On the development of an implicit high-order Discontinuous Galerkin method for DNS and implicit LES of turbulent flows

Abstract

In recent years Discontinuous Galerkin (DG) methods have emerged as one of the most promising high-order discretization techniques for CFD. DG methods have been successfully applied to the simulation of turbulent flows by solving the Reynolds averaged Navier–Stokes (RANS) equations with first-moment closures. More recently, due to their favorable dispersion and dissipation properties, DG discretizations have also been found very well suited for the Direct Numerical Simulation (DNS) and Implicit Large Eddy Simulation (ILES) of turbulent flows.The growing interest in the implementation of DG methods for DNS and ILES is motivated by their attractive features. In particular, these methods can easily achieve high-order accuracy on arbitrarily shaped elements and are perfectly suited to hp-adaptation techniques. Moreover, their compact stencil is independent of the degree of polynomial approximation and is thus well suited for implicit time discretization and for massively parallel implementations.In this paper we focus on recent developments and applications of an implicit high-order DG method for the DNS and ILES of both compressible and incompressible flows.
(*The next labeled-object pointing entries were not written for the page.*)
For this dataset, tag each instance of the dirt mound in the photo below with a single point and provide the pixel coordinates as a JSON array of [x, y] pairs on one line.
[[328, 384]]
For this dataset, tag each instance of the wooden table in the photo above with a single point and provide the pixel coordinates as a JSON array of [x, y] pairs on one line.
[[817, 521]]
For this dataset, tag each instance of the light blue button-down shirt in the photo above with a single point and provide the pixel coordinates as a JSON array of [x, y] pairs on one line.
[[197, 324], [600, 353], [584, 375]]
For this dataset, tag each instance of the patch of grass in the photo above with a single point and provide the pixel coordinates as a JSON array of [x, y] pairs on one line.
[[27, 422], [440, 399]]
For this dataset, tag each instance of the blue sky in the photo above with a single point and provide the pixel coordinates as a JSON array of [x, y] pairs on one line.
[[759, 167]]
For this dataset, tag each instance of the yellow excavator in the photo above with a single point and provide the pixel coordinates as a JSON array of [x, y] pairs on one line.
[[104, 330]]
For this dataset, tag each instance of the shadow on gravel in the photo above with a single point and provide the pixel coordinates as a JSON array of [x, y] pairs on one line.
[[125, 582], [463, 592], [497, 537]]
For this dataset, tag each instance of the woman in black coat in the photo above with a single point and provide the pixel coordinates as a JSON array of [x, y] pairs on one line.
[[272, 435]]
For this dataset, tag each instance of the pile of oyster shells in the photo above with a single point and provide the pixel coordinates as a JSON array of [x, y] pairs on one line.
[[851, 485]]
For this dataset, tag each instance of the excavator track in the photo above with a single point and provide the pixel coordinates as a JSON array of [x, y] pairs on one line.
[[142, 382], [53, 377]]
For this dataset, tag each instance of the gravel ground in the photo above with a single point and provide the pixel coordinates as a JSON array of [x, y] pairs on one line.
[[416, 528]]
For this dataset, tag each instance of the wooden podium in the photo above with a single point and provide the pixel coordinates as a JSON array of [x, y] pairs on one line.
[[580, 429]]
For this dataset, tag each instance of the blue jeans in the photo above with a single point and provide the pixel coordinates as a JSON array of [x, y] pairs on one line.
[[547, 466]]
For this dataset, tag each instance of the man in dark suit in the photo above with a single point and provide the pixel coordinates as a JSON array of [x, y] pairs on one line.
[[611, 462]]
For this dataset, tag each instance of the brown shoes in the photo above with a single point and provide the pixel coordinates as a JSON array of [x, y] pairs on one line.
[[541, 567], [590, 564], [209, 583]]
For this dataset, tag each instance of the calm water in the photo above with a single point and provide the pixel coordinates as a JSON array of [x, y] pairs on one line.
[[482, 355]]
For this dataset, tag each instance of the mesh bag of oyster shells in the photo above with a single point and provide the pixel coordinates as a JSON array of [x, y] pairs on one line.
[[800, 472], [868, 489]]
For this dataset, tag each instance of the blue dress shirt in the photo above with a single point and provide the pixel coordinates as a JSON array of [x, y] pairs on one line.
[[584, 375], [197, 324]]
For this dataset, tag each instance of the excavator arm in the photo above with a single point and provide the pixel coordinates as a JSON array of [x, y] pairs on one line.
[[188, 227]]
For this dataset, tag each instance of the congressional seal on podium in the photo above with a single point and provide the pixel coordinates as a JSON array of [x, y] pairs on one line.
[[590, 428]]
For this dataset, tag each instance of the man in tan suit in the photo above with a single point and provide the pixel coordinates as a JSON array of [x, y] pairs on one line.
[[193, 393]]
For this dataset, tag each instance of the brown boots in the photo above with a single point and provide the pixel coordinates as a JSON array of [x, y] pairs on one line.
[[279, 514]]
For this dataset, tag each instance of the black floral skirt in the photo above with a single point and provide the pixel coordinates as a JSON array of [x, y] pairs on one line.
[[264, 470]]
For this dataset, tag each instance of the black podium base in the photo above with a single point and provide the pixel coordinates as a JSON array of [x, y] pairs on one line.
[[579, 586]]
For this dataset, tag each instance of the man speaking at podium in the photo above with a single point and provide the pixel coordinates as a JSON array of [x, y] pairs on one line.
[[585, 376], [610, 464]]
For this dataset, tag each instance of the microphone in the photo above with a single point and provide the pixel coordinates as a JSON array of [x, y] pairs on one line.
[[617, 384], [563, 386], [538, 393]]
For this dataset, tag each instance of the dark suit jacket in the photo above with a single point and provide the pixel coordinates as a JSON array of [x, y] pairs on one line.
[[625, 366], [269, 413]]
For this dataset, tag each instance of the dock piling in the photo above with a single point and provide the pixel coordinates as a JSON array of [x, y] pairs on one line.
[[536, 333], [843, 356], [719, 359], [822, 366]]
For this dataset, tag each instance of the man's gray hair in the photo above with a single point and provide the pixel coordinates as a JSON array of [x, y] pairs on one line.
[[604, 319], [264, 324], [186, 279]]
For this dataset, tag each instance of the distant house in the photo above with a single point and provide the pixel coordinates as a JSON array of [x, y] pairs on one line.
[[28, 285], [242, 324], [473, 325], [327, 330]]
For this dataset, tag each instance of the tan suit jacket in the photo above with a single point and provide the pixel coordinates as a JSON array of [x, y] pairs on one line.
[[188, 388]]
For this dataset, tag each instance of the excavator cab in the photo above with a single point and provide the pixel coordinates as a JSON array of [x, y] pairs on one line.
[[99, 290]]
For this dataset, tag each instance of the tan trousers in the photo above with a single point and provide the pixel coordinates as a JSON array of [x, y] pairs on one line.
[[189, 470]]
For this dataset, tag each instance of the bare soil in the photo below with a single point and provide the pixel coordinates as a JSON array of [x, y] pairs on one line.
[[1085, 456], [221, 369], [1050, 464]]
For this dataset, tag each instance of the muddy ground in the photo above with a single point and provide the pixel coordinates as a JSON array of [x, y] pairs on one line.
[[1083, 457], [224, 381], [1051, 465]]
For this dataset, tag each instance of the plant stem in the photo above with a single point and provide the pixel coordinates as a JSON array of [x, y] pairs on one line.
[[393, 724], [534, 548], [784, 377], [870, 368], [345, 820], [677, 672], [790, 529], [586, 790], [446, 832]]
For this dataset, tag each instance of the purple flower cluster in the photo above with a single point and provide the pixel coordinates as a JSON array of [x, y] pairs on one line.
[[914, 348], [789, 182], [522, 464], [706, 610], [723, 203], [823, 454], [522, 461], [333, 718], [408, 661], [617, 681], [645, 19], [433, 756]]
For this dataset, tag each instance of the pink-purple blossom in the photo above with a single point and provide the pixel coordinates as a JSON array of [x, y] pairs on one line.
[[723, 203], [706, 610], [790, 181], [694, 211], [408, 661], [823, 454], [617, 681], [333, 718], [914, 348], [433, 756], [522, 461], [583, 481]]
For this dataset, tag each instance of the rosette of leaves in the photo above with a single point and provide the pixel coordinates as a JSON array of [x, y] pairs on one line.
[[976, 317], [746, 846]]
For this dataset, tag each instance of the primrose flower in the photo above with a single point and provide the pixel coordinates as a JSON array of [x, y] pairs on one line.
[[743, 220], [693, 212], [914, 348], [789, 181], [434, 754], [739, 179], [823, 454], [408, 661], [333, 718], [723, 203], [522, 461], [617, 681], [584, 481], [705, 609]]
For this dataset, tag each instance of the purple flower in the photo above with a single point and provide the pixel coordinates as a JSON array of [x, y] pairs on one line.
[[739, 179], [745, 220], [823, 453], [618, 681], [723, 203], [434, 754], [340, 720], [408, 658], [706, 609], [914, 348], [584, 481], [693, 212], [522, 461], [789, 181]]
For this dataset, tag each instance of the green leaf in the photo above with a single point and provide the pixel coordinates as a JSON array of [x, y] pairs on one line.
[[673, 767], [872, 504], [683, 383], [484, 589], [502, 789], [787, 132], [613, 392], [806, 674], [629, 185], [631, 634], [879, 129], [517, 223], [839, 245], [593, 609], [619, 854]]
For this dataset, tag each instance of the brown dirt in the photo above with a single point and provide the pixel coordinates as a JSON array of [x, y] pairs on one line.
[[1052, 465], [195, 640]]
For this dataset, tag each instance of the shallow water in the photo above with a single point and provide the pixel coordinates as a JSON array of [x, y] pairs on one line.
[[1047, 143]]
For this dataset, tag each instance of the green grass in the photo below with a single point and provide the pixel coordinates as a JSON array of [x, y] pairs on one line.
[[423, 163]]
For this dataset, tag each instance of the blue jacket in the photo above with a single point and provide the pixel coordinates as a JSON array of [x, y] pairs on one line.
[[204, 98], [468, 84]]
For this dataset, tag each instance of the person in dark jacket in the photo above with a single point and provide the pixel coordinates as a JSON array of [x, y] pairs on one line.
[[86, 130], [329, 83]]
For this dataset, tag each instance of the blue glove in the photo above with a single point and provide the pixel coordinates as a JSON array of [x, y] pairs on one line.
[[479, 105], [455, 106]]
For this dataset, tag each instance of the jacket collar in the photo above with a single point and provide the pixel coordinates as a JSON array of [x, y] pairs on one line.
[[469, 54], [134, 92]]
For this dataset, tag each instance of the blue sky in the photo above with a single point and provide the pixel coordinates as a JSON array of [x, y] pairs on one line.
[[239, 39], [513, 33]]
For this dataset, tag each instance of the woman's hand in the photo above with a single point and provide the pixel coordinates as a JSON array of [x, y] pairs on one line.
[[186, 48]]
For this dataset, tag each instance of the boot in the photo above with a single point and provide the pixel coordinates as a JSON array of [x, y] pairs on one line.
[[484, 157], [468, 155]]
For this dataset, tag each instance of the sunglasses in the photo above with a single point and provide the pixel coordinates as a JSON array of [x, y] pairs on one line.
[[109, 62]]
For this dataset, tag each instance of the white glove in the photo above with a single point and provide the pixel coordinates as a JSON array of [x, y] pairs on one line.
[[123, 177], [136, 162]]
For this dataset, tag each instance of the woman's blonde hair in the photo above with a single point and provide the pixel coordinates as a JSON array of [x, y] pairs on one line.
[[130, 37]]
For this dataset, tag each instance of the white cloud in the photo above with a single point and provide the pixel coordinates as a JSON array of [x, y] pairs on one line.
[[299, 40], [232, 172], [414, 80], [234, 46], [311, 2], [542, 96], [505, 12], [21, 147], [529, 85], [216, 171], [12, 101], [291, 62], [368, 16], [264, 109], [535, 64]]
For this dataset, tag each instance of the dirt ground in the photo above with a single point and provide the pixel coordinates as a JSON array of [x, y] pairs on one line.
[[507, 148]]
High-order spatial and temporal accuracy has been achieved using the same numerical technology in both cases. Numerical inviscid flux formulations are based on the exact solution of Riemann problems (suitably perturbed in the incompressible case), and viscous flux discretizations rely on the BR2 scheme. Several types of high-order (up to order six) implicit schemes, suited also for DAEs, can be employed for accurate time integration. In particular, linearly implicit Rosenbrock-type Runge–Kutta schemes have been used for all the simulations presented in this work.The massively separated incompressible flow past a sphere at ReD=1000, with transition to turbulence in the wake region, is considered as a DNS test case, while the potential of the ILES is demonstrated by computing the compressible transitional flow at Rec=60 000, M∞=0.1 and α=8∘, around the Selig–Donovan 7003 airfoil. The computed solutions are compared with experimental data and numerical results available in the literature, showing good agreement.